Pregnancy Category C.

There are no adequate and well-controlled studies in pregnant women. Therefore, Verapamil hydrochloride be used during pregnancy only if clearly needed.

Breast-feeding:

Verapamil is excreted in human milk. Because of the potential for adverse reactions in nursing infants from verapamil, nursing should be discontinued while verapamil is administered.

Pediatric Use:

In rare instances, severe hemodynamic side effects - some of them fatal - have occurred following the intravenous administration of verapamil to neonates and infants. Caution should therefore be used when administering verapamil to pediatric patients.

Overdosage:

Treatment of overdosage should be supportive and individualized.
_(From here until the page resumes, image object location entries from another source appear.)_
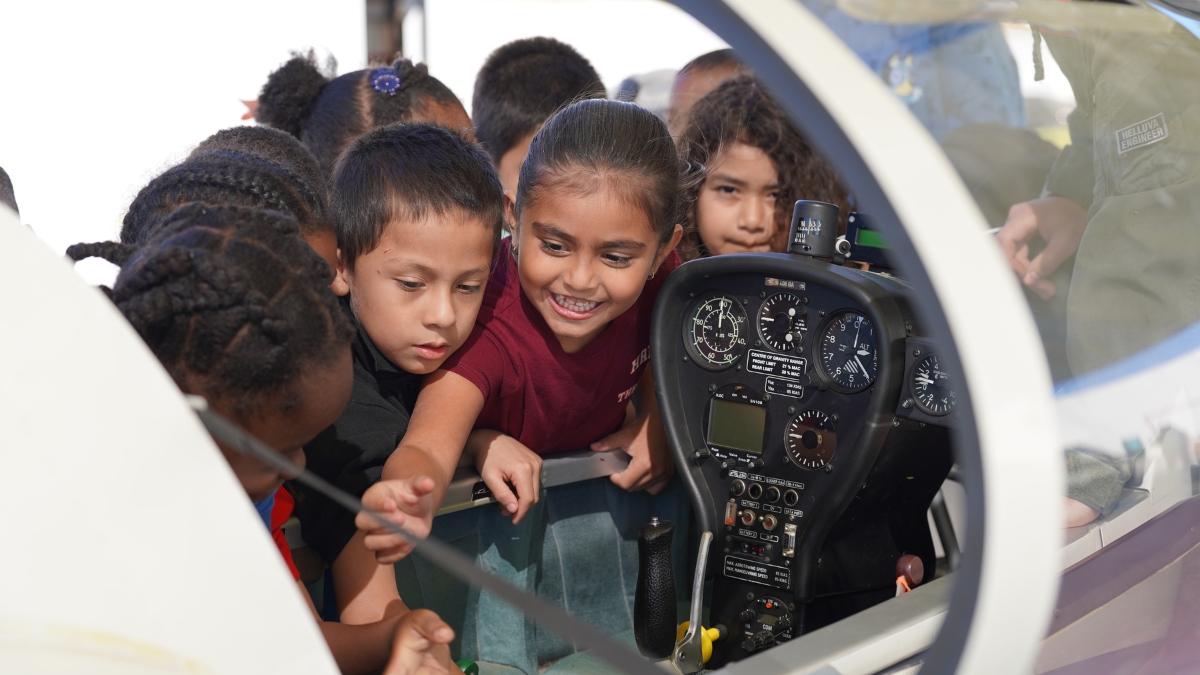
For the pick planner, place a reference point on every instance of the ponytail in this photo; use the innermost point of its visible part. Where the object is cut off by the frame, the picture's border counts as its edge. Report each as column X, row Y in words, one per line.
column 291, row 94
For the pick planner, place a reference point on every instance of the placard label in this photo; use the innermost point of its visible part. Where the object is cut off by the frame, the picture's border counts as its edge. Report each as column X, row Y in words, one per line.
column 780, row 365
column 757, row 572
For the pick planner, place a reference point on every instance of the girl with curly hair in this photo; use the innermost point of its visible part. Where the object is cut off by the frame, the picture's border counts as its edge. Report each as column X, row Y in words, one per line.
column 756, row 166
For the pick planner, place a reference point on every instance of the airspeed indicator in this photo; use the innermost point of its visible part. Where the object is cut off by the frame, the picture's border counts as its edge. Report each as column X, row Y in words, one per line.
column 715, row 332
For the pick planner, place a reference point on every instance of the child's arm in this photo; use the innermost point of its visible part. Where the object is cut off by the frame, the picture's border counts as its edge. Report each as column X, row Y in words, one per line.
column 651, row 465
column 501, row 460
column 365, row 590
column 417, row 643
column 417, row 476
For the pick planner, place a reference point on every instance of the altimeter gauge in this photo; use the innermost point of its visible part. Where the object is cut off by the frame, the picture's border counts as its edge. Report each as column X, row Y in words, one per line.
column 846, row 354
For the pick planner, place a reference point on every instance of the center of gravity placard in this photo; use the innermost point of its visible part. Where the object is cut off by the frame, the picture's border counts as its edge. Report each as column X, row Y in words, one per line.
column 781, row 365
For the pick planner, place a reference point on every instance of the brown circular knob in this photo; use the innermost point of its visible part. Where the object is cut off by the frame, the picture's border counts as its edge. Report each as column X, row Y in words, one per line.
column 911, row 568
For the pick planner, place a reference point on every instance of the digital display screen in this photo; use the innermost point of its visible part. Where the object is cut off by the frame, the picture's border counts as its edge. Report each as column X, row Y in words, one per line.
column 870, row 238
column 738, row 426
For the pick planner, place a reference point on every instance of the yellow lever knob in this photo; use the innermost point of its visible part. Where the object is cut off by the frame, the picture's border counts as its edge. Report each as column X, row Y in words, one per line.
column 707, row 637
Beta-adrenergic stimulation and/or administration of calcium injections may increase calcium ions flux across the slow channel. Verapamil cannot be removed by hemodialysis. Clinically significant hypotensive reactions or high-degree AV block should be treated with vasopressor agents or cardiac pacing, respectively. Asystole should be handled by the usual measures including isoproterenol hydrochloride, other vasopressor agents, or cardiopulmonary resuscitation.